7. Section 3.4. The authors presented biplot based on average data for two seasons despite the fact that the seasons were very different. It is worth to conduct the biplot separate for each year and see if some interesting interaction are missed by using mean values.
8. Lines 255-256. “grain filling” is two times in one sentence, “draught” means drought.
9. Discussion can be improved by removing repetition of results and references to tables and figures. Broader view of the study outcomes and their implication for physiology and practical breeding would be very useful.
10. The authors need to present additional table with superior genotypes considering grain yield, its components and response to the treatment.
11. There is excessive number of abbreviations. Normally traits with three words can be abbreviated. One or two words require no abbreviations. Certainly STA, FAM and PAR can be written in words. The treatments require no abbreviation.
12. Overall, the main challenge of the paper is comparison of three groups because their intrinsic differences are not sufficiently described. Instead, it may be better to present the results with the view of identification of superior drought tolerant genotypes.
13. The title may be changed to: “Contribution of agro-physiological and morpho-anatomical traits to grain yield of wheat genotypes under post-anthesis stress induced by defoliation”. The paper does not provide any linkage between the parents and progenies. Hence, they can be all treated as a set of independent genotypes compared to checks.
Author Response
Please see the attachment
Author Response File: Author Response.pdf
Reviewer 4 Report
Thank you for your invitation to review the manuscript entitled "Contribution of agro-physiological and morpho-anatomical traits to grain yield of wheat genotypes and their progenies under post-anthesis stress induced by defoliation".

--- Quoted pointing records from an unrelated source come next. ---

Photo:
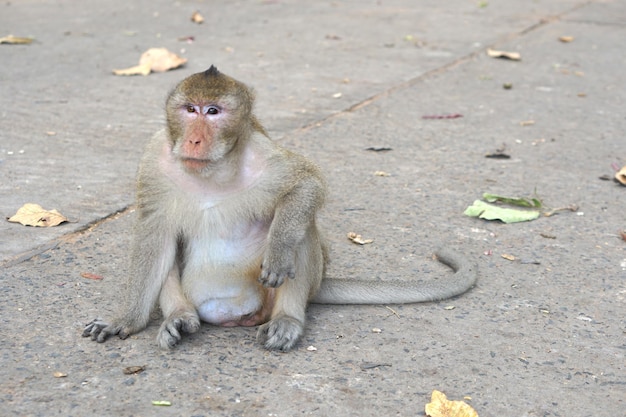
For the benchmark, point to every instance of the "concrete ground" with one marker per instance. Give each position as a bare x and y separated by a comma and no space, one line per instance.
541,335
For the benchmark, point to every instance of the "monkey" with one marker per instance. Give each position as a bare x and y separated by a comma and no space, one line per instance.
226,230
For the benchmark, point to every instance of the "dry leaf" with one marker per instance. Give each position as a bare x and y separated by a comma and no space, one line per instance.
14,40
440,406
136,70
358,239
514,56
154,60
131,370
34,215
89,275
621,175
196,17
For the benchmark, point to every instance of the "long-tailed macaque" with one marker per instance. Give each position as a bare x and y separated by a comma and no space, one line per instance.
226,229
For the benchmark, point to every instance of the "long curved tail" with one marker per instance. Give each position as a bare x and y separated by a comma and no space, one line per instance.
354,291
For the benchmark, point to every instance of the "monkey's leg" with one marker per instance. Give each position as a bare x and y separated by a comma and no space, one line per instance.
286,326
180,314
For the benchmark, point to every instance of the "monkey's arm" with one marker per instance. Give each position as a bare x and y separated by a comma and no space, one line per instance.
293,216
354,291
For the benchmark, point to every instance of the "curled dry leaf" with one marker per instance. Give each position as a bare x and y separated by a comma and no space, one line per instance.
131,370
621,175
440,406
34,215
513,56
196,17
358,239
154,60
14,40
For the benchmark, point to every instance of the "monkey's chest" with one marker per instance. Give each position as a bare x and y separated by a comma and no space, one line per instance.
221,269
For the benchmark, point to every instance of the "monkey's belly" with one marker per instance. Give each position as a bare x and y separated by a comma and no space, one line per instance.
235,311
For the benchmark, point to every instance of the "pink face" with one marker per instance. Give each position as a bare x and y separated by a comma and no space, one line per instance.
202,141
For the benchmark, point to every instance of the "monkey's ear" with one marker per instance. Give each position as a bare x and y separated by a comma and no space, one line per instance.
211,71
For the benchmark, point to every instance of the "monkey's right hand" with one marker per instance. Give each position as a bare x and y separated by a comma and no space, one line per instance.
100,330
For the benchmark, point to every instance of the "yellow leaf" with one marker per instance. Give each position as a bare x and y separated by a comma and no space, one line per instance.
514,56
34,215
358,239
154,60
440,406
136,70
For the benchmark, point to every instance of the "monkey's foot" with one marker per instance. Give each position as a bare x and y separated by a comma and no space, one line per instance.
280,333
274,272
177,322
100,330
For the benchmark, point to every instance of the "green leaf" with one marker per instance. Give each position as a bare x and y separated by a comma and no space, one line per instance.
515,201
488,211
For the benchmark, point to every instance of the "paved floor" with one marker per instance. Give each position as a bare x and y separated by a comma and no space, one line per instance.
543,335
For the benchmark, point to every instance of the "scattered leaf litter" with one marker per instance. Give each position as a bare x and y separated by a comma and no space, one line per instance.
34,215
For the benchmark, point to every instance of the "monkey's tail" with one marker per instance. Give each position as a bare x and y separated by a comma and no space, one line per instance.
354,291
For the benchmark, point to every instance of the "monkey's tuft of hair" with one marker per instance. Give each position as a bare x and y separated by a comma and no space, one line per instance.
212,71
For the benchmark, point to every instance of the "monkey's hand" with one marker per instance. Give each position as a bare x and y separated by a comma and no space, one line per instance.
277,266
280,333
100,330
172,327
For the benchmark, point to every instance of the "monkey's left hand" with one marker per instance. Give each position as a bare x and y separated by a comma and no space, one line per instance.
100,330
277,265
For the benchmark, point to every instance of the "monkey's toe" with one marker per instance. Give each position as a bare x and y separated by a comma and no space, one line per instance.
281,333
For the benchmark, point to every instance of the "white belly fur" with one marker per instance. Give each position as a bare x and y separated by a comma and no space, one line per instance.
215,278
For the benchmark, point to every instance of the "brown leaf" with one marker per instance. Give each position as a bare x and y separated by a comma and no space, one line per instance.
34,215
358,239
196,17
513,56
154,60
14,40
89,275
131,370
440,406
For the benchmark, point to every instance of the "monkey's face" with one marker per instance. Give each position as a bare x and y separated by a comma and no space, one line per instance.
207,114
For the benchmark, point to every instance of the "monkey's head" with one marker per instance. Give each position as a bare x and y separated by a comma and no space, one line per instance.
207,114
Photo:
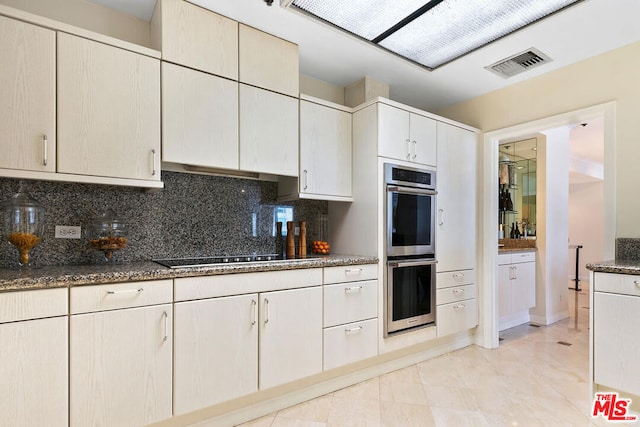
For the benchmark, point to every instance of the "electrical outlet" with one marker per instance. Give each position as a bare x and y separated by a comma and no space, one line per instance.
68,231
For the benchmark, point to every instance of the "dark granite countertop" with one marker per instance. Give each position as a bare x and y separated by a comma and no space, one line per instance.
619,266
76,275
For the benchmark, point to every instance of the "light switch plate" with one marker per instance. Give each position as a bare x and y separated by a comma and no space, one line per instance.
68,231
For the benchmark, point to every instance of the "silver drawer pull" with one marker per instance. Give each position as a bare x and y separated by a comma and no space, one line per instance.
355,330
128,291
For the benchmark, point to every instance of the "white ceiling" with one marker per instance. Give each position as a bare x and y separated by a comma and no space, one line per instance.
587,29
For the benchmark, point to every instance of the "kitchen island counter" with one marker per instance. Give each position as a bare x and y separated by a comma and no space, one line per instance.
12,279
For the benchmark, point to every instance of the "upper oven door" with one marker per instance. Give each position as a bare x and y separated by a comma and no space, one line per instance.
410,221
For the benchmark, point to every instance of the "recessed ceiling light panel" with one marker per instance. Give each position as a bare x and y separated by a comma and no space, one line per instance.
431,33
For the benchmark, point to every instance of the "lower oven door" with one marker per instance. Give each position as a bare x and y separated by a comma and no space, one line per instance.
410,294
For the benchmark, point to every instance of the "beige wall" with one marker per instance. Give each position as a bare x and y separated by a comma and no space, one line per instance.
90,16
613,76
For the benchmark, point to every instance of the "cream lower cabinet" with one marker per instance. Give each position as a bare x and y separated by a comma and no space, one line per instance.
199,118
456,302
27,96
34,358
268,132
516,288
108,111
350,314
216,351
616,327
121,358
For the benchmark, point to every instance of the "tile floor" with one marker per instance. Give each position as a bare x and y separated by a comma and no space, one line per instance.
531,380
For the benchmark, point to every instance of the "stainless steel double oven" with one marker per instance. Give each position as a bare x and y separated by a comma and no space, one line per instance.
410,247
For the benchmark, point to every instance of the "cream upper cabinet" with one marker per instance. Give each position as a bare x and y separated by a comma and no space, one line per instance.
108,111
34,365
325,150
405,135
196,37
268,62
27,96
199,118
268,132
456,199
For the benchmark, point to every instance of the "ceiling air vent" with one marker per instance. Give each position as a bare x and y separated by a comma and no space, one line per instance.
519,63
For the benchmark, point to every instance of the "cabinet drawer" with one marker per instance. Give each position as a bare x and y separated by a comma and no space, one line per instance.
456,317
626,284
349,343
86,299
455,278
454,294
34,304
349,302
191,288
350,273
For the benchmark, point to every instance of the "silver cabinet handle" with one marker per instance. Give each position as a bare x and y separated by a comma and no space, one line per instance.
166,326
254,306
128,291
355,330
45,150
153,159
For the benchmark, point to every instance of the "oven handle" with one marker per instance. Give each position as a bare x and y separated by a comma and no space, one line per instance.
409,190
412,263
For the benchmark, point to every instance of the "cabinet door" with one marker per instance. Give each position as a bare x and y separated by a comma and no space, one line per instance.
268,61
616,327
456,199
34,372
216,351
108,111
27,96
523,291
393,133
268,132
505,273
196,37
422,131
120,367
290,335
199,118
325,150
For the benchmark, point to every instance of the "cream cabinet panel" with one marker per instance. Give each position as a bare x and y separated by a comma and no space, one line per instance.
196,37
121,366
268,132
199,118
267,61
290,335
456,199
27,96
216,351
34,372
108,111
325,150
350,343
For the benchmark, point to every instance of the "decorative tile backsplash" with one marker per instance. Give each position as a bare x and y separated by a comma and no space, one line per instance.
194,215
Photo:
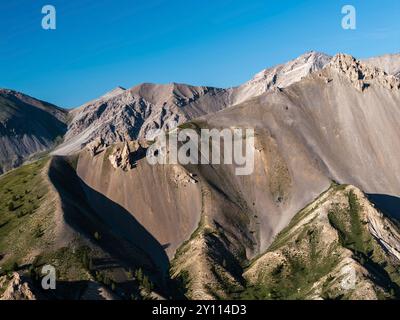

Although the topic is interesting. The results are not sufficient. Anyway, the authors worked on the exposure of wheat plants to drought stress and defoliated the drought-stressed plants. They studied some anatomical and morphological attributes. The manuscript has no novelty. Theoretically, when the plants are defoliated, they will change their morphological, physiological, and anatomical characteristics to survive. The anatomical part is expected and acceptable. In the physiological traits (Table 4), there are no marked differences in yield components between the control and the defoliated and drought-stressed plants. These results are unexpected theoretically and unacceptable in my view. Therefore, the research needs more physiological analysis to prove how the defoliated and drought-stressed wheat plants (herbaceous stem) perform and produce yield like the normal plants. In my view, the results may need more checking.